Most of the time, one line of assembly code translates roughly into one binary instruction for the CPU.	One line of code can perform many complex actions automatically.
Architecture-specific (x86, ARM, etc.). It is tied to one type of CPU chip.	Portable. Write once; compile and run anywhere.
Fastest. There are no middlemen, so it runs at the theoretical limit of the hardware.	Very fast. C compilers are extremely efficient.

Technically, C is classified as a high-level language. The term “middle-level language” is not a formal category in computer science. It is an informal industry term used to describe C due to its unique position.

Below is a comparison of how a simple program that adds numbers from 1 to 10 looks in Assembly and C.

Assembly (x86):

MOV CX, 10
MOV AX, 0
NEXT:
ADD AX, CX
LOOP NEXT
MOV [Sum], AX

MOV CX, 10
MOV AX, 0
NEXT:
ADD AX, CX
LOOP NEXT
MOV [Sum], AX

int sum = 0;
for (int i = 1; i <= 10; i++) {
    sum = sum + i;
}

int sum = 0;
for (int i = 1; i <= 10; i++) {
    sum = sum + i;
}

Machine code made computers functional.
Assembly language made computers programmable.
C made programming universal.

A note on portability

Let’s just talk about portability a little bit more so that there are no confusions.

C is portable. This means that the source code needs to be written only once.

However, the executable is not portable. There are mainly two things that affect its portability:

OS (operating system)
CPU architecture

If you want to run a C program on a Windows machine, you will have to first install a compiler (if it does not already exist on the machine). Then you will compile the source code which generates a .exe file. You can now run this executable file on any Windows machine, however, you cannot run it on a Mac or Linux.

Furthermore, portability is also limited by the hardware (CPU architecture). If you compile your source code on a Mac with an Intel chip (x86), the resulting executable will only run on Macs with Intel chips. It will not run on a Mac with an Apple Silicon (ARM) chip, even though the operating system (macOS) is the same.

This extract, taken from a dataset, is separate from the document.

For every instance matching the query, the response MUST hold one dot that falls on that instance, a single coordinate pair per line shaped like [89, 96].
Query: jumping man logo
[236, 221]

Modern compilers do provide cross-compilation features so that you can compile and generate executables for different operating systems and hardware architectures from a single machine.

Importance of C

C is often called the mother of all programming languages.
It sits in the sweet spot between assembly language and high-level languages.
Its design focuses on efficiency and abstraction without losing touch with the hardware.
C allows you to manipulate memory directly using pointers. You aren’t just storing a value; you are managing the specific address in the RAM where that value lives.
It’s incredibly fast.

Learning a high-level language like Python or Java is like learning to drive an automatic car. Sure you can drive a car, but you have no idea how gears and clutch work. Learning C is like learning to drive a manual transmission car. Once you have learned to drive a manual car, you can drive any car in the world comfortably along with a sound understanding of what’s happening under the hood.

The Linux kernel is primarily written in C. Windows and macOS kernels are largely written in C and C++.
It’s used to program embedded electronics like engine control unit (ECU) in cars, microwave ovens, and smartwatches.
C is widely used in aerospace, embedded systems, and safety-critical applications.
Many programming languages are either implemented in C, rely on a C-based runtime, or use C as a bridge to communicate with the operating system.

Key Takeaways

C is technically a high-level language because it is designed to be human-readable.
It is often called a “middle-level” language because it:
- allows manual memory management and direct memory access through pointers
- compiles to native machine code
- can interact directly with hardware and operating systems
- has other bare-metal features
The compiler converts C source code into an executable.
Source code is written by the programmer. It is for you.
The executable is the runnable application. It is for the CPU.
C source code is portable.
The portability of an executable is limited by the operating system and the CPU architecture.